Arable land prices on the rise
The notable increase in farming land prices has not just led to them being among the highest in Europe per hectare, but given the prices being quoted, it’s difficult for farmers to turn down the requests. One farmer standing his ground, however, is Cane Vella. “There’s no price they wouldn’t settle at,” he states, before, half-jokingly, says “I could tell them to buy it for €5 million, and they’d probably consider it!”
The marked reduction in farming land poses a much bigger problem than just having less greenery to look at. Less land for food production means less food security for Malta. That’s before we take into account that even the number of Maltese farmers is decreasing. Add into the mix the fact that ODZ land, Outside Development Zones, is quite easily marked for development in certain cases.
Claire Bonello, a local lawyer, cited how easy it is to convert a hut on a plot of land into a villa. “There are so many loopholes [in the ODZ laws] and they are interpreted in such a lax manner,” she explains, “you can change a farm into a dwelling very easily, you can increase the size of a building in ODZ, so if you have a tiny hut, you can try and build a villa, basically.”
The government has an interest for construction to continue, as it boosts the economy, especially since the sector caters for, directly and indirectly, around 25% of the active working population in Malta. Construction lobby chief Sandro Chetcuti acknowledged that it’s no easy task for the government to control the industry.
“It has been a challenge for every government because we know how much it generates,” Chectcuti explains. “As one of the main contributors to the GDP, it also goes hand in hand with tourism”. That much might be true, but Qala mayor Paul Buttigieg is of a hugely different opinion.
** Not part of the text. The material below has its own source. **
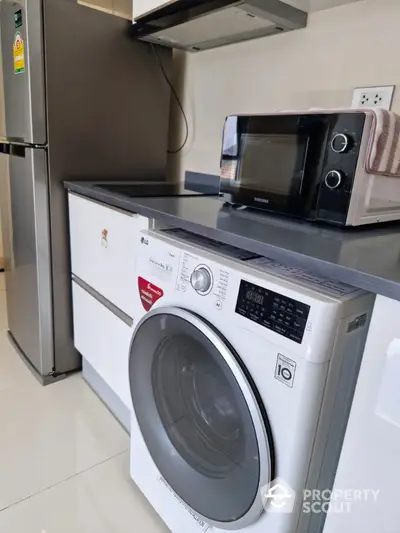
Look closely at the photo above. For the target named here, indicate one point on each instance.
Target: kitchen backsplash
(342, 48)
A massive development project is being proposed for the tranquil seaside village, but Buttigieg is adamant in his beliefs. “The most important part here in Gozo is that we look after our environment; if we don’t protect that, what are people going to come here for?” He may have united with the other 14 mayors of Gozo to oppose certain developments, but going up against the government and various planning entities will be no mean task.
A sombre conclusion
Even with all of the above being said, the team behind the documentary attempted to speak with various government entities and ministers, and yet received no reply. “Malta’s far from achieving the goal of 0-net land take by 2050 as put forward by the European Commission”.
Is Malta being lost to construction or is it necessary to keep the economy turning?